Monday, September 17, 2012

Start of Week 2

Today is the start of my week two. I will say that I am the kind of person that likes to stay busy and I have had not much to do for the past three days so I was extremely restless and tortured by my fridge all weekend. But I made it and weighed in at exactly 2 pounds down from last week !! Wahoo !

I am still trialing my plan as I have not walked everywhere but have walked to the gym several times. I have also cut back on TV but have not canceled it all together. The no coffee and no sugar have not been so bad as I have found other ways to enjoy these types of comforts. I have allowed myself to take cat naps , and have been eating peanut butter and cinnamon protein bars before or after my work outs . They  are amazing and take the edge off my sweet tooth and give me energy that I need. I have also been taking my study notes to the gym and reading them while I work out so that I am not so focused on how long I have been walking. So over all still good.

Now - the extra spending part had been a little hard as I have been buying my protein bars at work and at the gym and did attend a girls night out and some family time where money was spent on food. So I will have to watch this more closely . I think that I will try and make my own protein bars as I have seen a few in magazines or on pinterest. Still working on the cooking at home as I DREAD the idea of trying to figure out what to eat every day. But I still need to feed my body to fuel my body to workout and be mentally strong.
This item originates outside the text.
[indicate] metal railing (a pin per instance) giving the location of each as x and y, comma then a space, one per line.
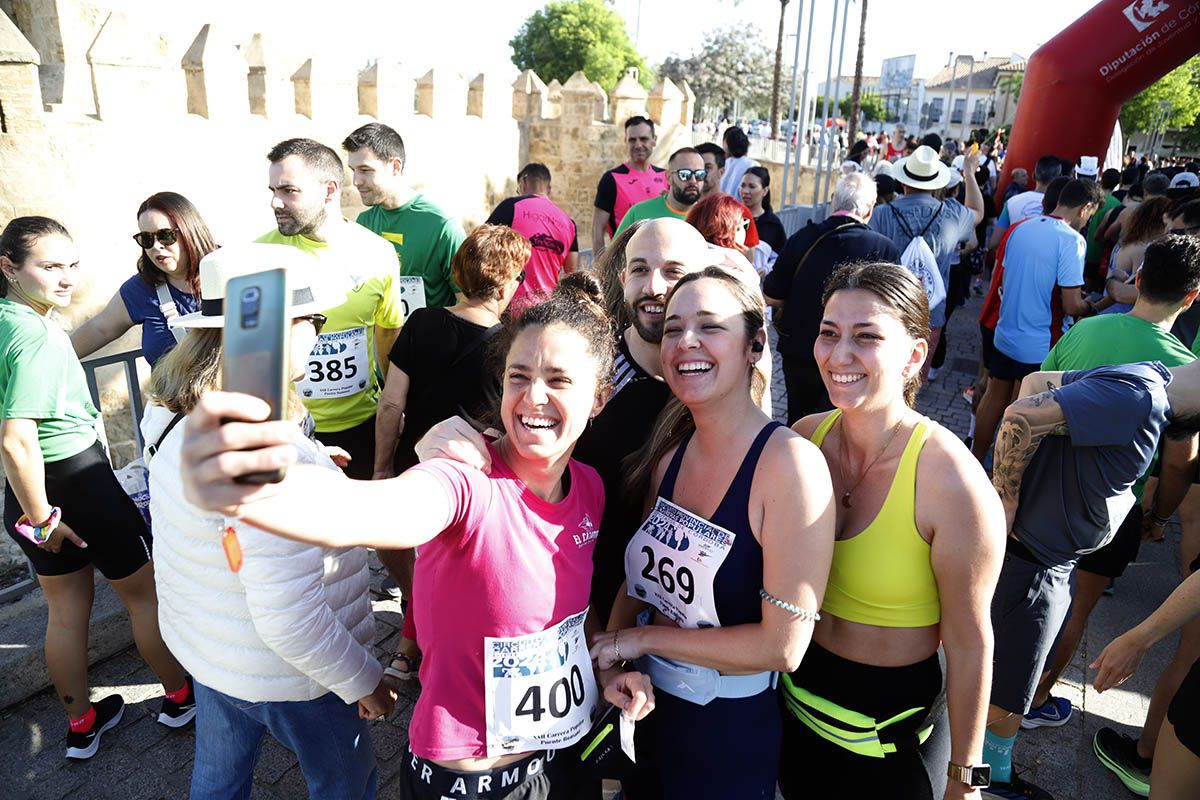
129, 360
One week down , the start of week two has begun and I hope and pray that this week will be better and that I will continue to find the strength within myself and God to move forward , resist temptation, and be a better version of myself every day. -

Thursday, September 13, 2012

Feel the Burn

Had my first clinical observational experience for this school year and got to follow some wound care nurses around. It was pretty cool as I go to scrub up and go into surgery with them. And a few other things were cool but pretty gross.

It was my day to go to the gym on my own and I really didn't want to at all. I was doing school stuff all day and didn't get home until after five. I did however go to the library after the wound clinic and get all my homework done so that was great. But I just did not want to go to the gym . So I thought that I had a great idea instead. - Rollerblading . Ummmm I have not rollerbladed in years so my technique was a little rust to say the least . But I think I made it 5 miles , so I will be very sore tomorrow.

I passed up chocolate snacks at lunch today and still have not had a big cheats since last week. The no coffee no caffeine is wearing a little on me today but I forced my self to not take a nap so that I could get a good night sleep tonight.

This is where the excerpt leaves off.